2. Role o f E U In Environmental Taxation

circumstances achieve a more efficient pattern of abatement across countries. For example, where global pollutants are concerned, agreement on a uniform tax rate to apply in all countries may be more efficient than agreeing that all countries implement the same percentage reduction in pollution. Indeed, in some circumstances involving uniformly-mixed global pollutants a uniform tax rate on emissions across countries would constitute the optimal policy. Hoel (1994a) considers whether a carbon tax, levied to control climate change problems arising from the accumulation of global carbon dioxide emissions, should be uniform across countries. Ideally, he finds, the tax should be uniform.
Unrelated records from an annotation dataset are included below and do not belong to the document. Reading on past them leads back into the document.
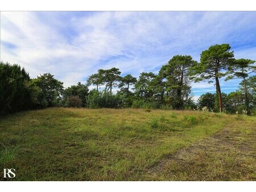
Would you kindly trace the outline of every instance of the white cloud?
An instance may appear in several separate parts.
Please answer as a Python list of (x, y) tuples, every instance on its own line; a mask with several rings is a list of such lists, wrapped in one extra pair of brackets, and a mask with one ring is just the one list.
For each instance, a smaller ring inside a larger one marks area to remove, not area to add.
[[(50, 72), (65, 86), (85, 82), (100, 68), (115, 66), (137, 77), (157, 73), (175, 55), (198, 61), (202, 51), (216, 43), (238, 47), (236, 57), (256, 57), (251, 12), (2, 12), (1, 22), (1, 59), (20, 64), (31, 77)], [(246, 46), (253, 37), (254, 47)], [(202, 82), (192, 87), (214, 86)]]

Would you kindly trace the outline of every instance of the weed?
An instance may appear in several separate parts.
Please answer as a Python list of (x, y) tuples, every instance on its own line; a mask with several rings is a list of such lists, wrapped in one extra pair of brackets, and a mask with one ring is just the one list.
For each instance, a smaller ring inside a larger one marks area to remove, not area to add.
[(16, 152), (16, 147), (4, 147), (0, 152), (0, 164), (5, 164), (14, 160)]
[(174, 112), (172, 112), (171, 113), (171, 114), (170, 115), (170, 116), (172, 118), (177, 118), (177, 114), (176, 113)]
[(189, 116), (188, 120), (191, 124), (195, 124), (197, 123), (196, 118), (193, 115)]
[(166, 120), (166, 118), (164, 117), (164, 115), (162, 115), (161, 117), (160, 118), (160, 120), (161, 122), (163, 122), (163, 121), (164, 121), (164, 120)]
[(154, 128), (156, 128), (158, 127), (158, 119), (156, 118), (154, 118), (151, 123), (151, 127)]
But there are two sets of circumstances in which non-uniformity across countries could be appropriate. One is where side-payments are ruled out; in this case (which Hoel, however, argues is hard to justify), non-uniform carbon taxes could be Pareto-optimal^. Another group of circumstances concerns the availability of other tax instruments which can be deployed to tackle other energy-related externalities®, and to tax energy within a structure of optimal revenue-raising taxes on commodities. Typically, the efficient rates to be set for these energy taxes will vary across countries; in the first case to reflect differences in abatement costs, the assimilative capacity of the national environment, and citizens’ preferences for environmental quality, and in the second case to reflect the range of factors underlying optimal tax structures. If separate taxes on energy were not available, and the carbon tax had to perform these functions as well as reducing carbon emissions, uniformity in the carbon tax rate across countries would be unlikely to be optimal. However, since all countries already levy substantial taxes on at least some types of energy, the case for uniformity across countries in a new coordinated carbon tax would appear to be strong. Another reason for specifying the form of policy, rather than simply emission reduction targets, may be the credibility of any agreement; agreeing to introduce a tax at a particular rate may make it easier for countries to verify that the bargain was being implemented, than where the agreement was simply to undertake unspecified measures to achieve a quantitative target for emissions reduction at some future date.

In some cases, therefore, the distinction between the EU’s role in target-setting and the role of the member states in choosing how to meet the targets, is unsustainable. For a number of reasons, including the "credibility" issues raised in section 1, the EU should have a substantial and legitimate interest in the form of environmental policy (eg in the choice between environmental taxes and regulation) as well as in its targets and objectives.

In addition, although the limited administrative resources available to the EU will frequently dictate a substantial role for national governments in administrative implementation of policies (including both conventional tax policies and environmental policies), even where the EU has primary responsibility for the determination of policy targets, there will be a need for this to be accompanied by facilities for monitoring and audit at the EU level, in order to ensure the credibility of policy.